Hi, all.
I’m trying to implement the loss like (2) in the figure.
But I don’t know how to get gradient for the loss.
Hi,
From reading that paragraph, I don’t think (2) defines a loss. It is just an inequality.
In general, if you want the gradients for your parameters wrt your loss in a differentiable manner (to be able to compute gradient wrt to these gradients), you can do:
grads = autograd.grad(loss, model.parameters(), create_graph=True)
.
@albanD Thansk for your quick reply.
Here is he full contents.
According to your answer, I tried. but have some problems.

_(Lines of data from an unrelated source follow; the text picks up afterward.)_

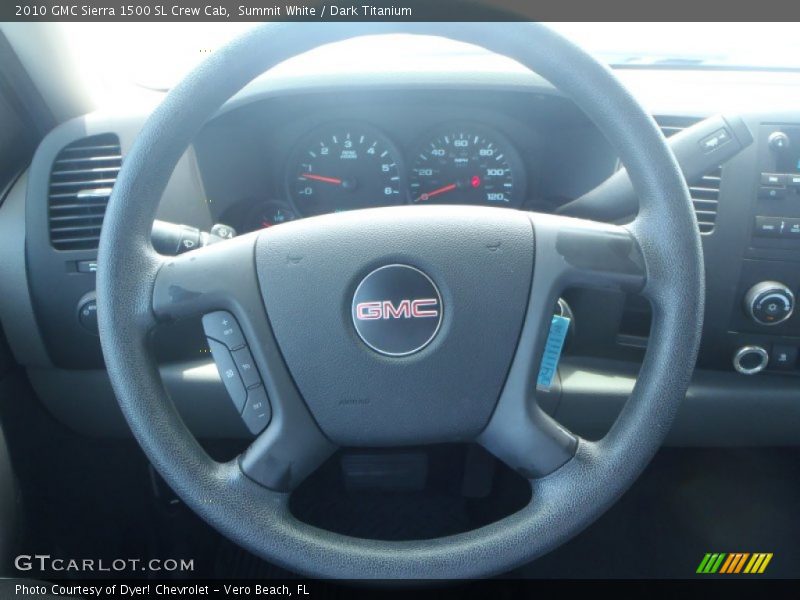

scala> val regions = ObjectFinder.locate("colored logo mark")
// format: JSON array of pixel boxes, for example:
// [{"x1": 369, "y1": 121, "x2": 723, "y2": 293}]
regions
[{"x1": 696, "y1": 552, "x2": 773, "y2": 574}]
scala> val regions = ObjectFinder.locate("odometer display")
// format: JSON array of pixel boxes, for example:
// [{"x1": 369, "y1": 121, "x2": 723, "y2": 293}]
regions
[
  {"x1": 409, "y1": 127, "x2": 524, "y2": 207},
  {"x1": 287, "y1": 123, "x2": 404, "y2": 216}
]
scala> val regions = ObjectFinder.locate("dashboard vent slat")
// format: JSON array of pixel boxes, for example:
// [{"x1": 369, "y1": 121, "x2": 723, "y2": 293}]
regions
[
  {"x1": 48, "y1": 134, "x2": 121, "y2": 251},
  {"x1": 656, "y1": 118, "x2": 723, "y2": 235}
]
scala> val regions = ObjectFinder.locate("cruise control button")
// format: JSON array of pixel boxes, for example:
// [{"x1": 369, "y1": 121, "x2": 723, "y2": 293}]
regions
[
  {"x1": 232, "y1": 346, "x2": 261, "y2": 389},
  {"x1": 202, "y1": 311, "x2": 245, "y2": 349},
  {"x1": 242, "y1": 386, "x2": 271, "y2": 435},
  {"x1": 207, "y1": 339, "x2": 247, "y2": 412}
]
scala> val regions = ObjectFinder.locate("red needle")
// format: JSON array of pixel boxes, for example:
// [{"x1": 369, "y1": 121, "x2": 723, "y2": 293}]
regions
[
  {"x1": 417, "y1": 183, "x2": 457, "y2": 202},
  {"x1": 301, "y1": 173, "x2": 342, "y2": 185}
]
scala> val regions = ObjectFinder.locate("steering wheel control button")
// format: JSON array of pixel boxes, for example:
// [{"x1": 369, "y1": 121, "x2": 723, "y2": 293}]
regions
[
  {"x1": 733, "y1": 345, "x2": 769, "y2": 375},
  {"x1": 202, "y1": 311, "x2": 245, "y2": 349},
  {"x1": 242, "y1": 386, "x2": 272, "y2": 435},
  {"x1": 232, "y1": 346, "x2": 261, "y2": 389},
  {"x1": 351, "y1": 264, "x2": 443, "y2": 357},
  {"x1": 770, "y1": 345, "x2": 798, "y2": 370},
  {"x1": 744, "y1": 281, "x2": 795, "y2": 326},
  {"x1": 207, "y1": 339, "x2": 247, "y2": 412}
]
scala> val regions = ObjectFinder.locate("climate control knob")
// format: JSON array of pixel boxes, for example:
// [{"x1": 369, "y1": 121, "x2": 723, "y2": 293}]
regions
[{"x1": 744, "y1": 281, "x2": 795, "y2": 326}]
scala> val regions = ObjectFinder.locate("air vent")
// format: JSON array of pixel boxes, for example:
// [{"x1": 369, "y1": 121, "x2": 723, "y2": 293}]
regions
[
  {"x1": 48, "y1": 133, "x2": 121, "y2": 250},
  {"x1": 656, "y1": 117, "x2": 722, "y2": 234}
]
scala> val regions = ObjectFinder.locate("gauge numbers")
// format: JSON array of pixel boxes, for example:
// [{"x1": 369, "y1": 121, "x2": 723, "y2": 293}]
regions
[
  {"x1": 287, "y1": 123, "x2": 405, "y2": 217},
  {"x1": 409, "y1": 127, "x2": 524, "y2": 208}
]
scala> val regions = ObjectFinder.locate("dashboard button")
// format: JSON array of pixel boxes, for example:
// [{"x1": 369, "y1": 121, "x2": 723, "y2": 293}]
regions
[
  {"x1": 77, "y1": 260, "x2": 98, "y2": 273},
  {"x1": 782, "y1": 218, "x2": 800, "y2": 238},
  {"x1": 207, "y1": 338, "x2": 247, "y2": 412},
  {"x1": 232, "y1": 346, "x2": 261, "y2": 389},
  {"x1": 744, "y1": 281, "x2": 795, "y2": 326},
  {"x1": 753, "y1": 216, "x2": 784, "y2": 237},
  {"x1": 761, "y1": 173, "x2": 787, "y2": 186},
  {"x1": 788, "y1": 175, "x2": 800, "y2": 187},
  {"x1": 77, "y1": 295, "x2": 98, "y2": 334},
  {"x1": 768, "y1": 131, "x2": 791, "y2": 152},
  {"x1": 202, "y1": 311, "x2": 245, "y2": 350},
  {"x1": 759, "y1": 186, "x2": 787, "y2": 200},
  {"x1": 770, "y1": 345, "x2": 798, "y2": 370},
  {"x1": 242, "y1": 386, "x2": 271, "y2": 435}
]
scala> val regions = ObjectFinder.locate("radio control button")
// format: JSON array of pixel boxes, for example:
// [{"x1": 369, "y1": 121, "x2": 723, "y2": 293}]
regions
[
  {"x1": 207, "y1": 339, "x2": 247, "y2": 412},
  {"x1": 232, "y1": 346, "x2": 261, "y2": 389}
]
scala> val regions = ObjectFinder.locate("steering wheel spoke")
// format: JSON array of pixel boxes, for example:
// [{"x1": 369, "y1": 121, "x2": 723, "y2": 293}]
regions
[
  {"x1": 479, "y1": 212, "x2": 646, "y2": 479},
  {"x1": 151, "y1": 232, "x2": 262, "y2": 322},
  {"x1": 151, "y1": 232, "x2": 337, "y2": 492}
]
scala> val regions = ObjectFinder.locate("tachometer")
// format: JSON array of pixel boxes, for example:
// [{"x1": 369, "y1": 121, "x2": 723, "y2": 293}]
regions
[
  {"x1": 409, "y1": 126, "x2": 525, "y2": 207},
  {"x1": 287, "y1": 123, "x2": 405, "y2": 216}
]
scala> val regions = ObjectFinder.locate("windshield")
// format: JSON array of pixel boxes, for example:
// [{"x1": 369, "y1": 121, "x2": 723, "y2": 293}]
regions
[{"x1": 51, "y1": 22, "x2": 800, "y2": 98}]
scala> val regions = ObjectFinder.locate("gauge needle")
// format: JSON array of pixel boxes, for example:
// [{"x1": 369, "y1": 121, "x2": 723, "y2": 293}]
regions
[
  {"x1": 301, "y1": 172, "x2": 342, "y2": 185},
  {"x1": 417, "y1": 183, "x2": 457, "y2": 202}
]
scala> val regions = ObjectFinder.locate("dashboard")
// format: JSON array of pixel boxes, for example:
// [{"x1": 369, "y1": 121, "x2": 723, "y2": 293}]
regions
[
  {"x1": 3, "y1": 64, "x2": 800, "y2": 447},
  {"x1": 192, "y1": 89, "x2": 616, "y2": 234}
]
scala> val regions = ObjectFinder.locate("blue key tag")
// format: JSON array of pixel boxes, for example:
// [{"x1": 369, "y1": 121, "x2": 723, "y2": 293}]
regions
[{"x1": 536, "y1": 315, "x2": 570, "y2": 392}]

I’m not sure how to use autograd.grad
.
With this codes, allow_unused=True
and retain_graph=True
is required.
And got (None, None)
optimizer_g = optim.SGD(list(encoder.parameters()), lr=0.1, momentum=0.9, weight_decay=5e-4)
optimizer_f = optim.SGD(list(classifier.parameters()), lr=0.1, momentum=0.9, weight_decay=5e-4)
...
loss = criterion(outs, labels)
optimizer_g.zero_grad()
optimizer_f.zero_grad()
loss.backward(retain_graph=True)
grads = autograd.grad(loss, classifier.parameters(), create_graph=True, allow_unused=True)
print(grads)
optimizer_g.step()
optimizer_f.step()
These gradients should be used to update the loss before doing the final .backward()
:
optimizer_g = optim.SGD(list(encoder.parameters()), lr=0.1, momentum=0.9, weight_decay=5e-4)
optimizer_f = optim.SGD(list(classifier.parameters()), lr=0.1, momentum=0.9, weight_decay=5e-4)
...
loss = criterion(outs, labels)
# Do you have one loss or one for each?
# If so, give only the corresponding loss for each model and remove the allow_unused
grads_f = autograd.grad(loss, classifier.parameters(), create_graph=True, allow_unused=True)
grads_g = autograd.grad(loss, encoder.parameters(), create_graph=True, allow_unused=True)
# I guess the product in the formula is a dot product?
grad_prod = 0.
for gf, gg in zip(grads_f, grads_g):
grad_prod += (gf * gg).sum()
final_loss = loss - alpha * grad_prod
optimizer_g.zero_grad()
optimizer_f.zero_grad()
loss.backward()
optimizer_g.step()
optimizer_f.step()
@albanD Sorry, I still have trouble. How can I fix this in this situation?
- Network structure:
input1 -> encoder1 ->
shared_encoder ->classifier
input2 -> encoder2 ->
optimizer_g = optim.SGD(list(encoder1.parameters()) + list(encoder2.parameters())+ list(shared_encoder.parameters()), lr=0.1, momentum=0.9, weight_decay=5e-4)
optimizer_f = optim.SGD(list(classifier.parameters()), lr=0.1, momentum=0.9, weight_decay=5e-4)
...
out1 = encoder(input1)
out1 = shared_encoder(out1)
out1 = classifier(out1)
out2 = encoder(input2)
out2 = shared_encoder(out2)
out2 = classifier(out2)
loss1 = criterion(outs1, labels)
loss2 = criterion(outs2, labels)
loss = loss1 + loss2
grads_f = autograd.grad(loss, classifier.parameters(), create_graph=True, allow_unused=True)
# How to add encoders?
grads_g = autograd.grad(loss, encoder.parameters(), create_graph=True, allow_unused=True)
grad_prod = 0.
for gf, gg in zip(grads_f, grads_g):
grad_prod += (gf * gg).sum() # Inner product
final_loss = loss - alpha * grad_prod
optimizer_g.zero_grad()
optimizer_f.zero_grad()
final_loss.backward()
optimizer_g.step()
optimizer_f.step()
For the dot product in the formula to make sense, both the classifier and the encoder must have the exact same parameter structure. So you should just make sure to give the encoder is a way that you get the right gradients.